Milhões de visitantes percorrem anualmente as ruas petrificadas de Pompeia, testemunhando a tragédia congelada no tempo. Mas, em um discreto recanto da Região II, uma nova experiência sensorial irrompe, quebrando o silêncio milenar com a doce fragrância de um passado ressuscitado. Após um processo meticuloso de “arqueologia botânica”, o Jardim de Hércules, parte da singular Casa do Perfumista, foi reaberto ao público, convidando a uma imersão olfativa na vida cotidiana e nos sonhos de seus antigos moradores.
Não é apenas um espaço verde recuperado; é uma cápsula do tempo botânica, meticulosamente reconstituída para exalar os mesmos aromas que flutuavam no ar em 79 d.C.

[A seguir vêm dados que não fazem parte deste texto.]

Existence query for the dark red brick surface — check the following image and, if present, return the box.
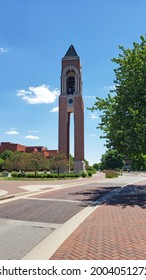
[0,199,84,224]
[50,204,146,260]
[50,180,146,260]
[0,181,53,194]
[32,184,120,205]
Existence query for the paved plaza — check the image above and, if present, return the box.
[0,172,146,260]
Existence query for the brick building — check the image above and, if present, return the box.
[0,142,26,153]
[0,142,58,158]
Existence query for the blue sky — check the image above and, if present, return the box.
[0,0,145,165]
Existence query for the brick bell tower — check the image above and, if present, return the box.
[58,45,86,173]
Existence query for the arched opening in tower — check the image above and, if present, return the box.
[70,112,74,169]
[67,70,75,95]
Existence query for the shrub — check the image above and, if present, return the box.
[11,171,26,178]
[26,173,36,178]
[88,171,93,177]
[74,173,80,178]
[59,174,66,178]
[36,173,47,178]
[9,171,82,179]
[81,171,87,178]
[69,173,75,178]
[18,173,26,178]
[87,167,96,174]
[11,171,19,177]
[52,174,58,178]
[104,170,118,178]
[47,173,54,178]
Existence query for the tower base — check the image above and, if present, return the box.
[74,160,86,173]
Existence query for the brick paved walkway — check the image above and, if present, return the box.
[50,179,146,260]
[0,181,51,195]
[0,172,105,196]
[0,174,146,260]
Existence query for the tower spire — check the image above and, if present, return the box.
[64,45,78,57]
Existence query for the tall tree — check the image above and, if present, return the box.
[49,151,69,177]
[4,152,30,172]
[100,150,124,170]
[29,153,49,176]
[131,154,146,171]
[89,35,146,159]
[4,152,49,175]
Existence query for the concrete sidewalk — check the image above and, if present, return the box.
[0,189,8,198]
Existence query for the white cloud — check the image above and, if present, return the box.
[90,113,98,119]
[10,127,17,130]
[28,130,40,133]
[85,95,95,99]
[5,130,19,135]
[50,106,59,113]
[17,85,60,104]
[0,47,8,53]
[25,135,40,140]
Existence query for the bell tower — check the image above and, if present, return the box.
[58,45,86,173]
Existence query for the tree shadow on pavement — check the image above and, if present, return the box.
[69,186,121,206]
[70,184,146,209]
[104,184,146,209]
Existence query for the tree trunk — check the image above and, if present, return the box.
[57,167,60,178]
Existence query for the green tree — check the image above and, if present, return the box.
[93,163,99,171]
[49,151,69,177]
[0,150,13,160]
[89,35,146,159]
[69,154,74,171]
[101,150,124,170]
[84,159,89,170]
[0,158,4,171]
[4,152,30,172]
[4,152,49,175]
[131,154,146,171]
[29,153,49,176]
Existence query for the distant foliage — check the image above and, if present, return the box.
[93,163,99,170]
[101,150,124,170]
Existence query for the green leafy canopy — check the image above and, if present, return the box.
[88,35,146,159]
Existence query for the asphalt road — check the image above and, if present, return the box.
[0,172,145,259]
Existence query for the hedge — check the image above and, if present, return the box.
[11,172,81,179]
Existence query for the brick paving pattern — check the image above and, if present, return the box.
[50,204,146,260]
[50,182,146,260]
[0,172,105,196]
[0,174,146,260]
[0,181,53,195]
[0,199,84,224]
[32,184,121,205]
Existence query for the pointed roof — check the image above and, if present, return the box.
[64,45,79,58]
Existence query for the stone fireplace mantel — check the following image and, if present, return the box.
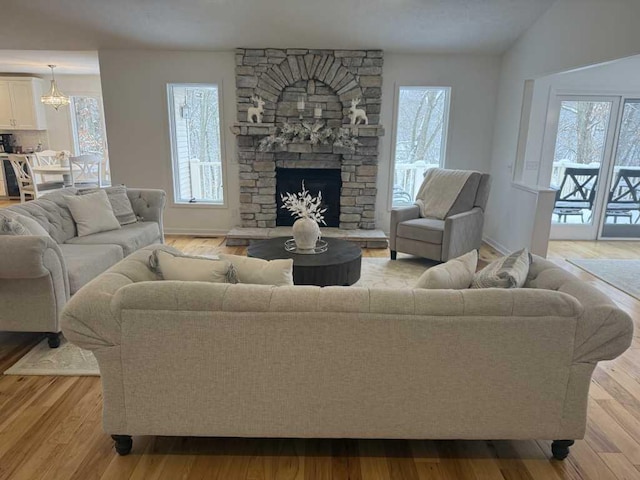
[230,122,385,138]
[233,48,384,231]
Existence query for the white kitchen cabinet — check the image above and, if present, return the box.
[0,82,13,129]
[0,78,47,130]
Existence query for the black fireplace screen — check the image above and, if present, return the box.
[276,168,342,227]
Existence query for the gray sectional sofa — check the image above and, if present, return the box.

O que torna esta reabertura singular é a ciência por trás de sua ressurreição. A equipe do Parque Arqueológico de Pompeia mergulhou não apenas nas ruínas, mas nos invisíveis vestígios orgânicos. Através da arque botânica e da palinologia (o estudo de pólen e esporos), pequenos fósseis microscópicos foram analisados, revelando as exatas espécies de plantas que compunham o jardim. Mais impressionante ainda foi a técnica dos moldes de gesso de cavidades de raízes. As cinzas vulcânicas, ao endurecerem, preservaram as formas ocas das raízes das plantas em decomposição. Ao preencher esses “fantasmas” com gesso, os arqueólogos puderam recriar a disposição precisa de cada árvore, arbusto e flor, permitindo que as plantas atuais sejam plantadas exatamente onde suas antepassadas cresceram.
Assim, as rosas centenárias, as delicadas violetas, os exuberantes lírios e as viçosas cerejeiras que hoje adornam o jardim não são meras substituições; são herdeiras diretas, dispostas exatamente como seriam vistas pelo seu proprietário. O antigo sistema de irrigação também foi restaurado, e a água volta a sussurrar pelos canais de terracota, nutrindo a vida como fazia há eras.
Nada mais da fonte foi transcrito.